Background: We compared the efficacy and safety of olanzapine vs placebo for the treatment of acute bipolar mania.
Methods: Four-week, randomized, double-blind, parallel study. A total of 115 patients with a DSM-IV diagnosis of bipolar disorder, manic or mixed, were randomized to olanzapine, 5 to 20 mg/d (n = 55), or placebo (n = 60). The primary efficacy measure was the Young-Mania Rating Scale (Y-MRS) total score. Response and euthymia were defined, a priori, as at least a 50% improvement from baseline to end point and as a score of no less than 12 at end point in the Y-MRS total score, respectively. Safety was assessed using adverse events, Extrapyramidal Symptom (EPS) rating scales, laboratory values, electrocardiograms, vital signs, and weight change.

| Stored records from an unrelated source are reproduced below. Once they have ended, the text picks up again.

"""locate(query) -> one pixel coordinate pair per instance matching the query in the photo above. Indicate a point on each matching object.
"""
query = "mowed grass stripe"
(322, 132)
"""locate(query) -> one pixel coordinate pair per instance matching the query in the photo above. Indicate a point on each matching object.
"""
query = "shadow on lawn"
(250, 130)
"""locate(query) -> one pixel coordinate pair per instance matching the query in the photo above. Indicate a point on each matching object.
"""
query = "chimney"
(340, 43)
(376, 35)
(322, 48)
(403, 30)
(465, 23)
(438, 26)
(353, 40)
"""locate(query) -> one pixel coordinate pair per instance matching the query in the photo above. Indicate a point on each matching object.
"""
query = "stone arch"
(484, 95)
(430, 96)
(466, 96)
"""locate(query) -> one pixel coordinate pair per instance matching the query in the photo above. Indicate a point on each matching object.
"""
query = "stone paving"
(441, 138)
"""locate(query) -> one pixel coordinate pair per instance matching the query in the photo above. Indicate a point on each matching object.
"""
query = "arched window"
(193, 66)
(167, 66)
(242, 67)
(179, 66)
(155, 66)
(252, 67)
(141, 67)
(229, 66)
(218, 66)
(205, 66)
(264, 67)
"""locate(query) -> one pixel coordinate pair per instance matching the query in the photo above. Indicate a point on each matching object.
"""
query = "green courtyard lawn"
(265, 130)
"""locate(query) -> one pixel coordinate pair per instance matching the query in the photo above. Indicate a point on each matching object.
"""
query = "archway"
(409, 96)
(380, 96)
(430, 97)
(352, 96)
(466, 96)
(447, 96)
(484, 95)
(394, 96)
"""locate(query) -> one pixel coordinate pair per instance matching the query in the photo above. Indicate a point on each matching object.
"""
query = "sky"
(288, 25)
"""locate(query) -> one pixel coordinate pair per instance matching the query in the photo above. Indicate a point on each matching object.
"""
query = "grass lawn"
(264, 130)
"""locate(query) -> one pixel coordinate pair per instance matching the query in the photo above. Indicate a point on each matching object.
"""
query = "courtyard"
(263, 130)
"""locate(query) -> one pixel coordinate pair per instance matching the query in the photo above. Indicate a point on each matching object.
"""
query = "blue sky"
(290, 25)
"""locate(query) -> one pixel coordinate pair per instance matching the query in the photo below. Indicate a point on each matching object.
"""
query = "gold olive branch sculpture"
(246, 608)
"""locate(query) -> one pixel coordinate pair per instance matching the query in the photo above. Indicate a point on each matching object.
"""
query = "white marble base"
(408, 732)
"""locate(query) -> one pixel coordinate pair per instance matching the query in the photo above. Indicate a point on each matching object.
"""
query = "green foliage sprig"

Results: Olanzapine-treated patients demonstrated a statistically significant greater mean (+/- SD) improvement in Y-MRS total score than placebo-treated patients (-14.8 +/- 12.5 and -8.1 +/- 12.7, respectively; P<.001), which was evident at the first postbaseline observation 1 week after randomization and was maintained throughout the study (last observation carried forward). Olanzapine-treated patients demonstrated a higher rate of response (65% vs 43%, respectively; P =.02) and euthymia (61% vs 36%, respectively; P =. 01) than placebo-treated patients. There were no statistically significant differences in EPSs between groups. However, olanzapine-treated patients had a statistically significant greater mean (+/- SD) weight gain than placebo-treated patients (2.1 +/- 2.8 vs 0.45 +/- 2.3 kg, respectively) and also experienced more treatment-emergent somnolence (21 patients [38.2%] vs 5 [8.3% ], respectively).
Conclusion: Olanzapine demonstrated greater efficacy than placebo in the treatment of acute bipolar mania and was generally well tolerated.